Stuck in the ears (because Gladwell thus far always does his own perfect reading) and on the run, I nodded along to his explanations as to why Goliath was doomed, what with his acromegaly, diplopia, and lumbering inability to react to fleet-footed, clever, healthy David. I got that would be the general gist throughout: never underestimate the underdog because s/he will find ways to take that perfect shot.
So I played along with the odds-defying Silicon Valley tween girls’ daddy-basketball coach who himself had never played the game. I listened carefully as Gladwell revealed the surprising disadvantages of small class sizes (including a snarky diss at the exclusive boarding school Hotchkiss), where some of his reasoning started to falter. But when he insisted that a Brown student who ‘failed’ her first class ever (a B-!!) – a notoriously difficult rite-of-passage-chemistry requirement – would still be a scientist if she had gone to her backup state school instead of competing with the crème de la crème at an exclusive Ivy, my eyeballs indeed began to roll so far into my head, I reached my own tipping point, tripping over my own feet on the gnarly trails.

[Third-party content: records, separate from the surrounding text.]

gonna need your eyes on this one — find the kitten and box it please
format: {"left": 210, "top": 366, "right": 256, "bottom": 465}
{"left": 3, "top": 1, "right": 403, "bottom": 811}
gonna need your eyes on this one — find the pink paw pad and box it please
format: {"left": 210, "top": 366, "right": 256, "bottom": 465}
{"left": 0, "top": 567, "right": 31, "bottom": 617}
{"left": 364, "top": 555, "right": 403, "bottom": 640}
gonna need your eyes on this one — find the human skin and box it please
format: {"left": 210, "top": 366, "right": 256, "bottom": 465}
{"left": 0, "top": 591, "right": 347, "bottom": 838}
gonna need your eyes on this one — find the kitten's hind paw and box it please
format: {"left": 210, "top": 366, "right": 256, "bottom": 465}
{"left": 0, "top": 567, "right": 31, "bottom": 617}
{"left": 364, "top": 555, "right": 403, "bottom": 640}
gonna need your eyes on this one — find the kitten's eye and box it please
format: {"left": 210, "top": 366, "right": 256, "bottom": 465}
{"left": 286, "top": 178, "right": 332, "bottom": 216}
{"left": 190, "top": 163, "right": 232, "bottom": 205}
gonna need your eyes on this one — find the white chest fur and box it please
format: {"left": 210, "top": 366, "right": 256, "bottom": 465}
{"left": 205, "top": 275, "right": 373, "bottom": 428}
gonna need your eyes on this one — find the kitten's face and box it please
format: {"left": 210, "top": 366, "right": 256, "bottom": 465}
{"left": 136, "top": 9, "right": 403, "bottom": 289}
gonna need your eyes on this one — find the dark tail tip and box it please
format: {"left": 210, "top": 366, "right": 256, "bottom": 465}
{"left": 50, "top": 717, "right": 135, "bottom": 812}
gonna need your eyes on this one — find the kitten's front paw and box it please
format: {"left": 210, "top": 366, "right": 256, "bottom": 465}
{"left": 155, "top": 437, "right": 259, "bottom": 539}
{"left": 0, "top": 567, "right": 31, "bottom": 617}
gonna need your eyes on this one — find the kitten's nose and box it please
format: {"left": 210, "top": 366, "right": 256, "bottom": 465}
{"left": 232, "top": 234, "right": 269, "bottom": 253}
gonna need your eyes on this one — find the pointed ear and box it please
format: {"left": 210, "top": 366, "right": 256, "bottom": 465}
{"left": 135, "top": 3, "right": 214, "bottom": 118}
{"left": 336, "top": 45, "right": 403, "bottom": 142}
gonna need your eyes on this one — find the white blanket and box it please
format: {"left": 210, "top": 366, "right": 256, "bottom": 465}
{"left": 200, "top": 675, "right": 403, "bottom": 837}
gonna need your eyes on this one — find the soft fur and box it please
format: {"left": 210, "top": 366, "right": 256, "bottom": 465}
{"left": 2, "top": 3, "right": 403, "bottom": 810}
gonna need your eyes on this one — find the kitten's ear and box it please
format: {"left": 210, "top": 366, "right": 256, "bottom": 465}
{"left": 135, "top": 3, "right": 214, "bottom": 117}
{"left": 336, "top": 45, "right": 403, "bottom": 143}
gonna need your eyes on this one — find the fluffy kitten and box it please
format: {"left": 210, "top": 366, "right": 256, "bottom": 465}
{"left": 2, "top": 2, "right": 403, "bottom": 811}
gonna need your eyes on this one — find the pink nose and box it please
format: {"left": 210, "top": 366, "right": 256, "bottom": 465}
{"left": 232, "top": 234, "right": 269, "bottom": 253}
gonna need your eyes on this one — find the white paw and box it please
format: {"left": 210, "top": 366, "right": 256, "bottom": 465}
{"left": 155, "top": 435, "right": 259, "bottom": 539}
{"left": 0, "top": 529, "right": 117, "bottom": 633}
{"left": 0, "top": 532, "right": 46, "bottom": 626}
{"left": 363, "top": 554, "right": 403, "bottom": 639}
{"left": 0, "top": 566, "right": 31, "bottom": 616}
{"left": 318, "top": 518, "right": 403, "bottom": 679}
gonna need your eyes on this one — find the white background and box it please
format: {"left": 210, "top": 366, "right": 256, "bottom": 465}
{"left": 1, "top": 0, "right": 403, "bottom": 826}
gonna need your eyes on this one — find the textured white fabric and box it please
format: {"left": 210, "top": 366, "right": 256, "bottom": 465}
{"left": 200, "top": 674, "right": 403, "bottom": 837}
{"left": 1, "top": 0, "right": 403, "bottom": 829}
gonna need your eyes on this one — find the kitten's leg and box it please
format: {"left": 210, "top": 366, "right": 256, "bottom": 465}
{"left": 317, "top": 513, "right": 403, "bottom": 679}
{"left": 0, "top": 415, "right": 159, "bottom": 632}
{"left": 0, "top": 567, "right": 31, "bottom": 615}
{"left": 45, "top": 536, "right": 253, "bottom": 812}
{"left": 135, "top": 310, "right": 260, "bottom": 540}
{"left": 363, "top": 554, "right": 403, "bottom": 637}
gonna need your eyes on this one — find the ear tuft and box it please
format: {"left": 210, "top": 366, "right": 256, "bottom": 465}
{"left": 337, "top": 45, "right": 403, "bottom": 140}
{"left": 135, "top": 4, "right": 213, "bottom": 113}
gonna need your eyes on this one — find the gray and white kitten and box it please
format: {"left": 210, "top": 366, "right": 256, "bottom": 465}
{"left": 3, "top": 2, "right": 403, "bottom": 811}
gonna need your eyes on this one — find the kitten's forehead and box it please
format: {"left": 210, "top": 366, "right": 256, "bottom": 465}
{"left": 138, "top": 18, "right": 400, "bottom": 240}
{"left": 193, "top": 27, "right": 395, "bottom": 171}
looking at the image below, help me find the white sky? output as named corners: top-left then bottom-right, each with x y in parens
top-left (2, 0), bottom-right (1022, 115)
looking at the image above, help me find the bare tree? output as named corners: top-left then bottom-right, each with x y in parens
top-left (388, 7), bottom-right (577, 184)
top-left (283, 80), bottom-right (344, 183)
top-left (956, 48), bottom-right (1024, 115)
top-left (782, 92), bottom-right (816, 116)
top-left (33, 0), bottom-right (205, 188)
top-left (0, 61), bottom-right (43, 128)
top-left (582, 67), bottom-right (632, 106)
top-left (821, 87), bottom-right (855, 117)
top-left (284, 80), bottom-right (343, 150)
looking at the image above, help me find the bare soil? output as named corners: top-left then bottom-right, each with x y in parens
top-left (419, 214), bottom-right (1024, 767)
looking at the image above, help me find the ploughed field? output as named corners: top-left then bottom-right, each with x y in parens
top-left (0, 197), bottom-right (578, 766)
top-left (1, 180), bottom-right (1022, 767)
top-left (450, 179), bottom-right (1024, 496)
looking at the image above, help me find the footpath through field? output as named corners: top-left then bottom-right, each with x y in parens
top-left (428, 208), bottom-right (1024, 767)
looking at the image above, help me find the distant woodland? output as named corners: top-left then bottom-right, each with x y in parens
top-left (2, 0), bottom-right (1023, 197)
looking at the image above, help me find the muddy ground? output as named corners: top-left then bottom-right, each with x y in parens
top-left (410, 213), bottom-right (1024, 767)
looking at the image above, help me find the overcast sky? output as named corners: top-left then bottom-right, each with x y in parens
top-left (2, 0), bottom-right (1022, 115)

By the time I got halfway through, I was doing killer hill repeats … and trying to summarize what I was hearing with every agonizing four-minute repeating climb: unless you’re poor, abused, dyslexic, with at least one dead parent, you ain’t ever gonna amount to anything – and no one who survived one or all of those categories to become massively successful would ever wish those challenges on their own kids. Call it oxygen deprivation, but I quickly ran out of energy to argue and just kept going.
Divided into three parts that decrease in convincing efficacy, David and Goliath is not exactly the expected Gladwell triumph. But once you start, I imagine you’ll read to the very end, and retain certain clauses and concepts. His “Theory of Desirable Difficulty” explains how dyslexics and children missing at least one parent have compensated to become some of the most powerful people in the world – from Richard Branson (dyslexic) to 12 of the 44 U.S. presidents (including Obama) who lost a parent as children. He compares and contrasts the trauma induced by “near misses” with the courageous invulnerability inspired by “remote misses.” He explains how the “inverted U-curve” damned California’s “three strikes” laws to eventual failure. And if you’re googling around, you’ll see he found plenty of detractors over his revisionist (documented) presentation of one of the most famous civil rights images from Birmingham.
Bottom line? At his best, Gladwell makes you think; at his not-so-best, he makes you think harder. That’s it then: I’m doomed to be a Gladwell-groupie for life.